OP25 Prevalence of IBD in the Netherlands: development and validation of machine learning models for administrative data
Van Linschoten, R.(1,2,3)*;van Leeuwen, N.(2);Hazelzet, J.A.(2);van der Woude, C.J.(3);van Noord, D.(4);West, R.L.(4);
(1)Franciscus Gasthuis & Vlietland, Gastroenterology & Hepatology, Rotterdam, The Netherlands;(2)Erasmus MC, Department of Public Health, Rotterdam, The Netherlands;(3)Erasmus MC, Department of Gastroenterology & Hepatology, Rotterdam, The Netherlands;(4)Franciscus Gasthuis & Vlietland, Department of Gastroenterology & Hepatology, Rotterdam, The Netherlands;
Background
Treatment of IBD has improved with the introduction of biologics and small molecules, yet this has come with a considerable increase in healthcare costs. Due to the increasing cost burden, reliable nationwide epidemiological data on the prevalence of IBD is necessary to inform health policy makers, especially as the prevalence of IBD is forecasted to double between 2010 and 2030. We aimed to develop a model for identifying prevalent IBD cases in administrative data and to determine prevalence of IBD in the Netherlands.
Methods
Data on hospital care came from the Dutch National Hospital Care Basic Registration (Landelijke Basisregistratie Ziekenhuiszorg). This database contains data on all hospital admissions (since 1991), outpatient clinic visits (since 2017), and dispensations of biologics and small molecules (since 2015) of all hospitals in the Netherlands. Data on pathology reports were retrieved from the nationwide network and registry of histo- and cytopathology in the Netherlands (PALGA), this database contains coded pathology reports of all Dutch hospitals since 1991. These datasets were combined with a reference cohort with a verified IBD diagnosis (yes/no) and demographics for all patients. Models were trained to optimise the F-score and evaluated using five-times repeated ten-fold cross-validation. The best performing model from cross-validation was applied to assess IBD prevalence in the Netherlands.
Results
The reference cohort consisted of 10,155 patients, of which 3,381 were diagnosed with IBD. All models performed well in the cross-validation procedure, with F-scores of 0.870 and higher. The use of more flexible models led to improved performance, with gradient boosted trees performing best in the cross-validation procedure (Table 1).
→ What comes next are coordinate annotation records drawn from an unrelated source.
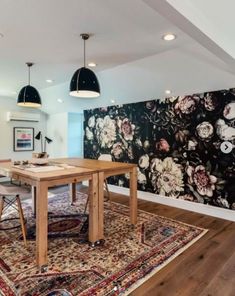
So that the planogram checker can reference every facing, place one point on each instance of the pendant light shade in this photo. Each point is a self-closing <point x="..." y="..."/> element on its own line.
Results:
<point x="84" y="82"/>
<point x="29" y="96"/>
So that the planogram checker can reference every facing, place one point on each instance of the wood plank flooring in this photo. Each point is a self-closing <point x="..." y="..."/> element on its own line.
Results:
<point x="207" y="268"/>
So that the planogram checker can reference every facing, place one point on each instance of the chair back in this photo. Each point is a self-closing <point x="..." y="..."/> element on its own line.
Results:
<point x="106" y="157"/>
<point x="5" y="160"/>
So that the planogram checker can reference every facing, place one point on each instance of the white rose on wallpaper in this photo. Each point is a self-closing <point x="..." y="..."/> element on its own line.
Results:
<point x="141" y="177"/>
<point x="205" y="130"/>
<point x="117" y="150"/>
<point x="192" y="144"/>
<point x="210" y="102"/>
<point x="91" y="122"/>
<point x="166" y="177"/>
<point x="144" y="161"/>
<point x="105" y="130"/>
<point x="205" y="183"/>
<point x="187" y="104"/>
<point x="126" y="128"/>
<point x="224" y="131"/>
<point x="138" y="142"/>
<point x="229" y="111"/>
<point x="146" y="144"/>
<point x="89" y="134"/>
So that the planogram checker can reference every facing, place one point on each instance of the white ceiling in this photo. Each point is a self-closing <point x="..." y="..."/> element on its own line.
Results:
<point x="47" y="32"/>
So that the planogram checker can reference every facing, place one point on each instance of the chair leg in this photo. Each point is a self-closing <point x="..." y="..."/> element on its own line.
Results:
<point x="23" y="228"/>
<point x="86" y="204"/>
<point x="1" y="206"/>
<point x="108" y="193"/>
<point x="106" y="188"/>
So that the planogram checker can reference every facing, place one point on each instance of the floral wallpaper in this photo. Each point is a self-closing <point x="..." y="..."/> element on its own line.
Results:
<point x="175" y="142"/>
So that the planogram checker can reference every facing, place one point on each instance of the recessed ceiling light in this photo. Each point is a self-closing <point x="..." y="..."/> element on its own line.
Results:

When applying the gradient boosted trees model to the general population, a prevalence of 691 per 100,000 was found for IBD in the Netherlands on 31-12-2020. Cases are unevenly distributed throughout the Netherlands (Figure 1), with the highest incidence in the south (Middle Limburg: 936 per 100,000 inhabitants) and the lowest in the northwest (Amsterdam: 545).
Conclusion
Prevalent IBD cases can be identified from administrative data using a gradient boosted trees model. Using this model, we have shown that prevalence of IBD in the Netherlands is increasing. However, while prior studies have predicted a growth in prevalence of 50% over the last 10 years, we found that IBD prevalence has only increased by 12% in that time range. The lower increase in prevalence may be predictive of a transition to the fourth epidemiological stage of IBD, aptly named Prevalence Equilibrium.